Last updated 3 weeks ago

Data Handling

Key to any data-driven approach is to have clarity around the data and how it is handled. This page gives an answer to several data related questions.

Supported Data Types and Sources

The Skill Engine has the ability to process both structured and unstructured data - that means that it is compatible with a wide range of data sources. Below, you can find a table with possible data source types (and some examples of these), as well as the data that can typically be used from them. The list is non-exhaustive, so get in touch if you have questions about other options!

Source Example Data Types
HR Information System (e.g. SAP SuccessFactors, Oracle HCM Cloud, Workday…) Employee resume, Employee working history, Employee education, Employee location, Team & division information
Learning Management System or Learing Experience Platform (e.g. Degreed, Docebo, Cornerstone…) Available courses, Employee course history, Employee learning goals
Knowledge Base or Project Management Tool (e.g. Confluence, Jira, Microsoft Teams…) Issue descriptions, Articles written by employees
Communication Tool (e.g. Yammer, email…) Messages exchanged

The accepted formats are detailed in the API Specification - typically, a minimal connector layer (as described on the architecture page) is used to bridge the gap between your systems and the Skill Engine API.

In addition to this data, the Skill Engine API also allows you to leverage your metadata through the custom properties system - this way, you can filter and analyse Employees, Vacancies and Courses based on any variable you want.
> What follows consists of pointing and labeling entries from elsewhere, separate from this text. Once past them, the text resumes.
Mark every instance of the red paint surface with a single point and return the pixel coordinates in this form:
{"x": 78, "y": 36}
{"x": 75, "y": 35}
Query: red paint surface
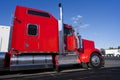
{"x": 45, "y": 41}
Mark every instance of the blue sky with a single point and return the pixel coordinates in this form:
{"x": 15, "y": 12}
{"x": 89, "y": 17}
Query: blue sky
{"x": 100, "y": 18}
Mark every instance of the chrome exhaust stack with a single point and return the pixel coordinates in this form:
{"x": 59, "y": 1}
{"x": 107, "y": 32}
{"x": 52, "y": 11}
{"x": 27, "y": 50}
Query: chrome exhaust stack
{"x": 61, "y": 30}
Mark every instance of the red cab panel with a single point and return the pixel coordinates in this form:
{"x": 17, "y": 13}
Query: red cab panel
{"x": 34, "y": 30}
{"x": 70, "y": 43}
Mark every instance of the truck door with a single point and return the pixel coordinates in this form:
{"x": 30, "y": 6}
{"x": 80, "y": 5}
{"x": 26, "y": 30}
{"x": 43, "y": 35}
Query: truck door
{"x": 70, "y": 40}
{"x": 31, "y": 42}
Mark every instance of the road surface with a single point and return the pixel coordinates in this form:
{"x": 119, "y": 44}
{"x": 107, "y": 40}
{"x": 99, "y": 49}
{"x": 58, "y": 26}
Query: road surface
{"x": 111, "y": 71}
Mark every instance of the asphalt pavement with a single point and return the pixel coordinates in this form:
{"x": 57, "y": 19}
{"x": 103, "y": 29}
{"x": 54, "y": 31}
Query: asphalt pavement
{"x": 111, "y": 71}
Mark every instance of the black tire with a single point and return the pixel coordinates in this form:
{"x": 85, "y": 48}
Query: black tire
{"x": 95, "y": 61}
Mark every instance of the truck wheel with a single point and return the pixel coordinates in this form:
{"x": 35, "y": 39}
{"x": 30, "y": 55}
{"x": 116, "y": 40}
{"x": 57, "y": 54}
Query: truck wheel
{"x": 95, "y": 61}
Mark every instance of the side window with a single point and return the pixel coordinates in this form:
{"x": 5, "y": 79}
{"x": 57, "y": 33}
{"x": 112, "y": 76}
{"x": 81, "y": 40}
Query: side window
{"x": 32, "y": 30}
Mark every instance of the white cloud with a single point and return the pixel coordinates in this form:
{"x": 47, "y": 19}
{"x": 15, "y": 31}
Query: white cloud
{"x": 79, "y": 16}
{"x": 78, "y": 23}
{"x": 84, "y": 26}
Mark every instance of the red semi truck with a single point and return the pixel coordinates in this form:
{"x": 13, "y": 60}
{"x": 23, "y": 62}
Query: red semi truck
{"x": 38, "y": 40}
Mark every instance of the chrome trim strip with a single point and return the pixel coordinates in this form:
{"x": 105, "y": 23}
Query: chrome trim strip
{"x": 2, "y": 58}
{"x": 25, "y": 62}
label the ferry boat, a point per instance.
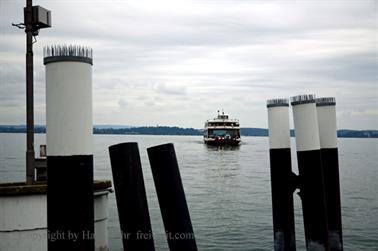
(222, 131)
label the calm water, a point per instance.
(228, 190)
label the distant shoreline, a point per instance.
(173, 130)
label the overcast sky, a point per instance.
(178, 62)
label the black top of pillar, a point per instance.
(303, 99)
(277, 102)
(325, 101)
(72, 53)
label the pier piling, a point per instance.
(171, 196)
(281, 175)
(131, 197)
(310, 172)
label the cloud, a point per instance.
(169, 89)
(162, 62)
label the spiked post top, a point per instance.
(75, 53)
(277, 102)
(325, 101)
(303, 99)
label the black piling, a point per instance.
(171, 196)
(282, 178)
(131, 198)
(310, 172)
(326, 108)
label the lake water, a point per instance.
(228, 190)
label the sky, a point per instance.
(176, 63)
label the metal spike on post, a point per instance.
(281, 175)
(326, 110)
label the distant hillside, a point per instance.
(174, 130)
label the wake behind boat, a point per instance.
(222, 131)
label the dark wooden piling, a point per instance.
(131, 198)
(326, 108)
(171, 196)
(310, 173)
(282, 178)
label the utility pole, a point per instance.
(28, 16)
(35, 18)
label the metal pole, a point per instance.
(133, 214)
(326, 108)
(29, 94)
(281, 175)
(310, 172)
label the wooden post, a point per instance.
(133, 214)
(171, 196)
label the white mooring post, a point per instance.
(70, 202)
(310, 172)
(281, 175)
(326, 111)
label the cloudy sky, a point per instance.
(178, 62)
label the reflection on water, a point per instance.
(228, 189)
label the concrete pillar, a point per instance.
(70, 206)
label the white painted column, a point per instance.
(326, 108)
(310, 172)
(281, 175)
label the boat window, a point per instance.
(219, 132)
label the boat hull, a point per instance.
(228, 142)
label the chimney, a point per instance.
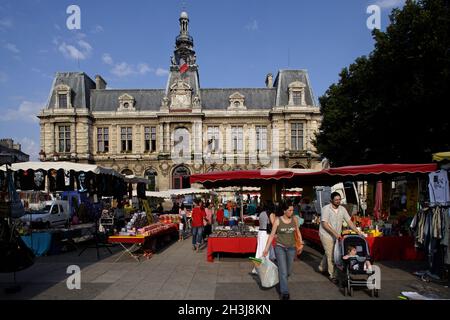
(100, 83)
(269, 81)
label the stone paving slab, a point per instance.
(179, 273)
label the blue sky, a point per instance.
(130, 43)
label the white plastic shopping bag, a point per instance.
(268, 273)
(337, 254)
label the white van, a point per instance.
(54, 214)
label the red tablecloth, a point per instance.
(233, 245)
(311, 235)
(381, 248)
(126, 239)
(141, 239)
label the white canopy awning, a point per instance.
(78, 167)
(173, 192)
(134, 179)
(180, 192)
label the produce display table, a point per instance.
(393, 248)
(137, 241)
(231, 245)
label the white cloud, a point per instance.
(252, 26)
(3, 77)
(160, 72)
(143, 68)
(12, 47)
(26, 112)
(85, 46)
(122, 70)
(106, 58)
(97, 29)
(6, 23)
(72, 52)
(30, 147)
(388, 4)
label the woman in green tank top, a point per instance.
(284, 228)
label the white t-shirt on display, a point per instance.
(438, 187)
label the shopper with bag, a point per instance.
(288, 243)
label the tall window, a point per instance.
(181, 178)
(64, 138)
(297, 136)
(150, 139)
(213, 139)
(237, 136)
(261, 138)
(297, 97)
(126, 138)
(62, 100)
(151, 174)
(102, 139)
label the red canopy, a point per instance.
(376, 169)
(293, 177)
(240, 177)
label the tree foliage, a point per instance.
(392, 106)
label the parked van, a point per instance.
(55, 213)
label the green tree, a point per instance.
(392, 106)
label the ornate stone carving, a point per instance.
(164, 166)
(237, 102)
(126, 103)
(180, 94)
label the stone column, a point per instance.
(167, 136)
(161, 138)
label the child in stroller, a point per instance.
(352, 260)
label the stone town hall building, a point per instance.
(145, 131)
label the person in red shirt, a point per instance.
(198, 216)
(220, 214)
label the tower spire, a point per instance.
(184, 44)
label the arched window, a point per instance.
(180, 178)
(151, 174)
(127, 172)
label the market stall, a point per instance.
(398, 245)
(228, 240)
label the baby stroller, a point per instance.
(351, 272)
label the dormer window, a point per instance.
(237, 101)
(297, 97)
(126, 103)
(62, 100)
(63, 97)
(297, 93)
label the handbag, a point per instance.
(298, 243)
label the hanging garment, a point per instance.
(438, 187)
(39, 179)
(378, 201)
(436, 223)
(67, 178)
(52, 174)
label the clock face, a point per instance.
(181, 102)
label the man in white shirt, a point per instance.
(332, 217)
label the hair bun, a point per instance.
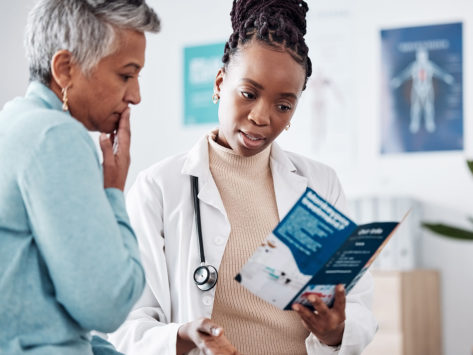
(290, 10)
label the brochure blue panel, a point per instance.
(422, 89)
(201, 64)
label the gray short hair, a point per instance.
(86, 28)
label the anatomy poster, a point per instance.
(422, 89)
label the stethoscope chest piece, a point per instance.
(205, 277)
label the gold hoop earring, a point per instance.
(65, 106)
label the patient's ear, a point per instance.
(61, 69)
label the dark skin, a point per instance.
(258, 93)
(327, 324)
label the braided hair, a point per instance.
(278, 23)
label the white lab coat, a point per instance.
(162, 213)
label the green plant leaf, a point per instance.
(449, 231)
(470, 165)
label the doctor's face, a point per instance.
(258, 92)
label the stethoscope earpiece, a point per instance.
(205, 276)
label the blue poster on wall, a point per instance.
(201, 64)
(422, 89)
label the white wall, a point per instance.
(440, 178)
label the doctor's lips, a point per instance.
(251, 140)
(253, 136)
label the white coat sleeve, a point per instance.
(147, 329)
(360, 324)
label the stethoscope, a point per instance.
(205, 276)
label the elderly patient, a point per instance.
(69, 260)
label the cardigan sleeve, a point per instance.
(81, 230)
(148, 329)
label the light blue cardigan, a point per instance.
(69, 260)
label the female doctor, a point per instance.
(246, 184)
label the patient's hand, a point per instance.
(205, 335)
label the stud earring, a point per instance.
(65, 106)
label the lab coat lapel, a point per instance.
(288, 184)
(197, 164)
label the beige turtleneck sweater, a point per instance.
(251, 324)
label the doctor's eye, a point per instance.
(248, 95)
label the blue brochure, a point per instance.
(313, 249)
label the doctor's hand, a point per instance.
(116, 158)
(327, 324)
(205, 335)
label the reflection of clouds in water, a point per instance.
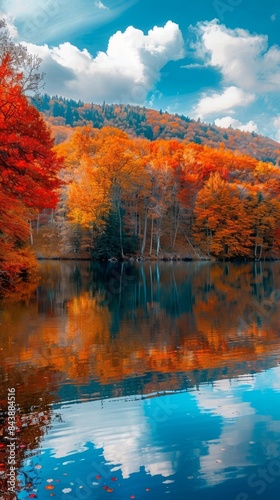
(122, 430)
(128, 439)
(235, 447)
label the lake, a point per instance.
(145, 380)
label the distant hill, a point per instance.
(64, 114)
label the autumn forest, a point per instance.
(88, 190)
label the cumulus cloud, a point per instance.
(126, 72)
(40, 21)
(276, 123)
(228, 121)
(229, 99)
(249, 68)
(100, 5)
(243, 59)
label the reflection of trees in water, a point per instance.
(112, 321)
(34, 393)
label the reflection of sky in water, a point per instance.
(200, 444)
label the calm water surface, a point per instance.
(146, 381)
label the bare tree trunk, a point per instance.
(176, 230)
(145, 232)
(151, 243)
(31, 233)
(120, 229)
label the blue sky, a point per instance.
(214, 59)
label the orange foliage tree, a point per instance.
(28, 164)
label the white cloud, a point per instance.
(100, 5)
(243, 59)
(40, 21)
(126, 72)
(10, 24)
(276, 123)
(230, 98)
(228, 121)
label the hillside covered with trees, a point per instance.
(153, 185)
(126, 196)
(138, 121)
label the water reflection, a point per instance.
(163, 378)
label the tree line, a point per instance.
(130, 196)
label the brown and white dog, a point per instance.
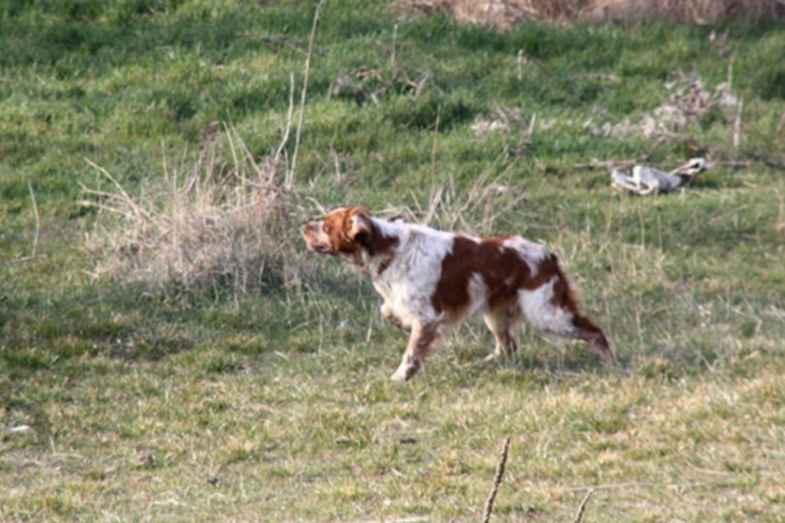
(432, 279)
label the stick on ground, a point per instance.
(496, 482)
(582, 507)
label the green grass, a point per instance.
(277, 406)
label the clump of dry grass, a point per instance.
(222, 223)
(505, 14)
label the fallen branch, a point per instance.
(496, 482)
(582, 507)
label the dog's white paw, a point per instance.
(405, 372)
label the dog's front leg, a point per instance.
(421, 341)
(389, 315)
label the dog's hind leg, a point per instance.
(552, 309)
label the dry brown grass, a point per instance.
(217, 224)
(505, 14)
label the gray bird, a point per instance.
(645, 180)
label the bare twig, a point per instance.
(285, 137)
(496, 482)
(737, 125)
(395, 40)
(582, 507)
(781, 125)
(37, 220)
(290, 175)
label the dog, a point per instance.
(431, 280)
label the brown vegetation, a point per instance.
(215, 224)
(505, 14)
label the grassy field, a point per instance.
(124, 402)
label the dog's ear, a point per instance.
(360, 225)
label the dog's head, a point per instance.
(343, 231)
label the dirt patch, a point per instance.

For example, you can use this system to compare the skills of different teams, see the distribution of a competency over years of service or age... Metadata is allowed as a string (for categorial types) or as a number (for continuous types and quantities).

Data Processing

The Skill Engine processes documents through a process called skill extraction (visualised below). In this process, the Skill Engine reads through both structured and unstructured data, interpreting the skills connected to it and aggregating them into structured skill profiles. If skills are the atoms, you could see skill profiles as the molecules, with the bonds between the atoms representing the interaction between skills. Skill extraction is carried out through artificial intelligence, depending on state-of-the-art language models. While accurately representing the skillset of people, jobs and courses, skill profiles are anonymous, with no personal information included in them.

Stored Data

The Skill Engine API stores your data in a logically separated data store.

Data stored is defined by a crucial principle: only things that are needed to provide results downstream are retained. For example, resume files, which typically contain a wide range of sensitive personal information, are dropped immediately after their skill profile has been extracted, leaving only this pseudonymised profile. The same holds for any other unstructured data (e.g. documents), which are never stored inside the system.

Metadata of an entity is retained until either the entity or the custom property containing the metadata is removed, since the metadata needs to be available for flexible queries.